Does God Speak?

Starting in section 80 of the Kuzari the Chaveir offers the interesting thesis that God-given religions appear suddenly, like the event of creation itself.  This leads into a recounting of the startling tale of the exodus.  To this the Kuzari responds:

זֶהוּ הָעִנְיָן הָאֱלהִי בֶאֱמֶת, וּמַה שֶּׁנִּתְלָה בּו מִן הַמִּצְות רָאוּי לְקַבְּלו כִּי אֵין נִכְנָס בַּלֵּב מֵחֲמָתו סָפֵק לא מִכְּשָׁפִים וְלא מִתַּחְבּוּלָה וְלא מִדִּמְיון, וְאִלּוּ נִדְמָה לָהֶם הִבָּקַע הַיָּם וְעָבְרָם בְּתוכו, יְדֻמֶּה לָהֶם הַצָּלָתָם מִן הָעַבְדוּת וּמות מַעֲבִידֵיהֶם וְקַחְתָּם שְׁלָלָם וְהִשָּׁאֵר מָמונָם אֶצְלָם, וְזֶה עִקְּשׁוּת מֵאֶפִּיקוּרְסִים

This is, in truth, divine power, and the commandments connected with it must be accepted. No one could imagine for a moment that this was the result of necromancy, calculation, or phantasy. For had it been possible to procure belief in any imaginary dividing of the waters, and the crossing of the same, it would also have been possible to gain credence for a similar imposition concerning their delivery from bondage, the death of their tormentors, and the capture of their goods and chattels. This would be even worse than denying the existence of God. (trans. Hartwig Hirschfeld)
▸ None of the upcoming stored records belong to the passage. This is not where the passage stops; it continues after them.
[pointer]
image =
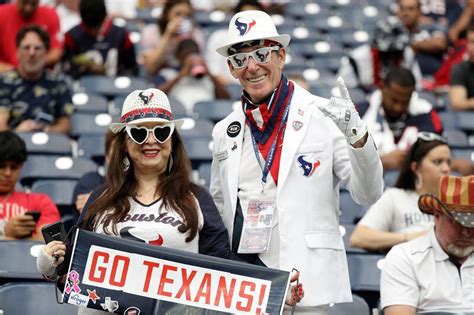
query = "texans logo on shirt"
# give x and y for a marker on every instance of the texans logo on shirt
(307, 166)
(244, 27)
(141, 235)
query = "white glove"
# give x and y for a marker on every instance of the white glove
(343, 112)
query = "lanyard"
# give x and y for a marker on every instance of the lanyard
(268, 163)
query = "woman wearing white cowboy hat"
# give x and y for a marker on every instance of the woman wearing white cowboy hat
(435, 273)
(148, 195)
(280, 152)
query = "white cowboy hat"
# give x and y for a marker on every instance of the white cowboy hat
(252, 25)
(150, 105)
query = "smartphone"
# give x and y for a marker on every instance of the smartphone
(35, 214)
(54, 232)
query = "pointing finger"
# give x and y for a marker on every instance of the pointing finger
(343, 89)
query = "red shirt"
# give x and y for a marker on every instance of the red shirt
(21, 202)
(11, 22)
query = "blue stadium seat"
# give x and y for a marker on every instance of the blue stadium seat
(54, 167)
(89, 124)
(196, 128)
(32, 298)
(390, 177)
(213, 110)
(358, 306)
(17, 261)
(346, 232)
(46, 143)
(456, 138)
(199, 150)
(364, 271)
(60, 190)
(110, 87)
(89, 103)
(92, 147)
(351, 212)
(465, 119)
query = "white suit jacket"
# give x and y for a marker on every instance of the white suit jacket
(308, 207)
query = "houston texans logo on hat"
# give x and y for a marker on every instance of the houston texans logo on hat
(243, 27)
(307, 167)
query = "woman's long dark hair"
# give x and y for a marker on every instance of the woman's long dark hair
(418, 151)
(174, 186)
(163, 19)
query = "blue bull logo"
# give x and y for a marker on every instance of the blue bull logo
(307, 167)
(243, 27)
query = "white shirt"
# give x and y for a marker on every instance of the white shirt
(250, 186)
(397, 211)
(419, 274)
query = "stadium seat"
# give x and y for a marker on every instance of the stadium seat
(199, 150)
(351, 212)
(17, 261)
(346, 231)
(213, 110)
(54, 167)
(464, 120)
(358, 306)
(89, 103)
(364, 271)
(32, 298)
(46, 143)
(110, 87)
(456, 138)
(196, 128)
(89, 124)
(92, 147)
(60, 190)
(390, 178)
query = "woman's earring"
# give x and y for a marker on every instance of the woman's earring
(418, 181)
(125, 164)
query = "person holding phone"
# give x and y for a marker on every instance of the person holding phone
(22, 215)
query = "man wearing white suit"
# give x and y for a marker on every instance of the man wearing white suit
(279, 161)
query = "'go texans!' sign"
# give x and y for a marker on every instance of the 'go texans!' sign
(127, 277)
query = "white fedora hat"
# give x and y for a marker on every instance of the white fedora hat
(252, 25)
(150, 105)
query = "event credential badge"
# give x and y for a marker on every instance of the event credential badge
(257, 227)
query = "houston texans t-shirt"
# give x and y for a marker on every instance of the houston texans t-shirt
(154, 224)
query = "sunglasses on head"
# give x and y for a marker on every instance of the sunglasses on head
(430, 136)
(139, 134)
(260, 55)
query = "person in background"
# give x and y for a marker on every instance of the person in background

The Kuzari sees these events as being beyond doubt.  The Chaveir does not disagree.  However, he does believe that one very significant doubt would remain for Bnei Yisrael even after all the wonders and miracles of the exodus: does God truly speak with flesh and blood?  Here is the Chaveir’s formulation of the people’s doubt:

הָעָם, עִם מַה שֶּׁהֶאֱמִינוּ בְמַה שֶּׁבָּא בּו משֶׁה אַחַר הַמּופְתִים הָאֵלֶּה, נִשְׁאַר בְּנַפְשׁותָם סָפֵק, אֵיךְ יְדַבֵּר הָאֱלהִים עִם הָאָדָם. כְּדֵי שֶׁלּא תִהְיֶה הַתְחָלַת הַתּורָה מֵעֵצָה וּמַחֲשָׁבָה מִחֲמַת אָדָם וְאַחַר יְחַבְּרֵהוּ עֵזֶר וְאמֶץ מֵאֵת הָאֲלהִים, מִפְּנֵי שֶׁהָיָה רָחוק הַדִּבּוּר בְּעֵינֵיהֶם מִזּוּלַת אָדָם, בַּעֲבוּר שֶׁהַדִּבּוּר גַּשְׁמִי. 

Although the people believed in the message of Moses, they retained, even after the performance of the miracles, some doubt as to whether God really spake to mortals, and whether the Law was not of human origin, and only later on supported by divine inspiration. They could not associate speech with a divine being, since it is something physical. 

This formulation of the people’s doubt is highly intriguing.  Why would the people be ready to believe that Moshe received divine inspiration after thinking about the ideas himself?  Why couldn’t they believe after everything that they experienced that God spoke to Moshe?

I believe that Yehuda HaLevi is hitting on a fundamental issue.  People, especially after experiencing wondrous events, are ready to accept Divine intervention in the human sphere.  We are ready to admit that God can influence and even subvert the natural order.  We are ready to believe that God is like a silent conductor gently and from time-to-time quite forcefully guiding events.  However, as strange as it might seem, we have a harder time believing that God can do what we consider to be most uniquely human: produce speech or writing (Just conduct the following thought experiment. Is it easier to believe that God caused an earthquake or that God wrote a book?).  The basic implication of this is that, in our heart of hearts, we believe that the human capacity for speech is more wondrous than all of the plagues, more wondrous than the splitting of the sea, more wondrous than the falling of the manna, even more wondrous than the very act of creation.  It is easier for us to believe that Moshe was a brilliant sage and God, in His mysterious ways, gave him inspiration.  After all, inspiration is mysterious—it works like the wind, or a rushing stream, or the shining sun (all often cited—if we are to believe the poets—as sources of inspiration).


The revelation at Sinai was designed to breakthrough this distortion.  God created man, just like He created everything else.  Man’s capacity for speech is not beyond nature (which, as the Chaveir already explained in sections 70-77, is just a stand-in word for Goda term which enables man to obfuscate and deny God as the ultimate Cause of Being) and God is not merely a benevolent “natural” force.  God can manifest Himself as Speaker.  God can manifest Himself as Writer.  The word is not man’s alone.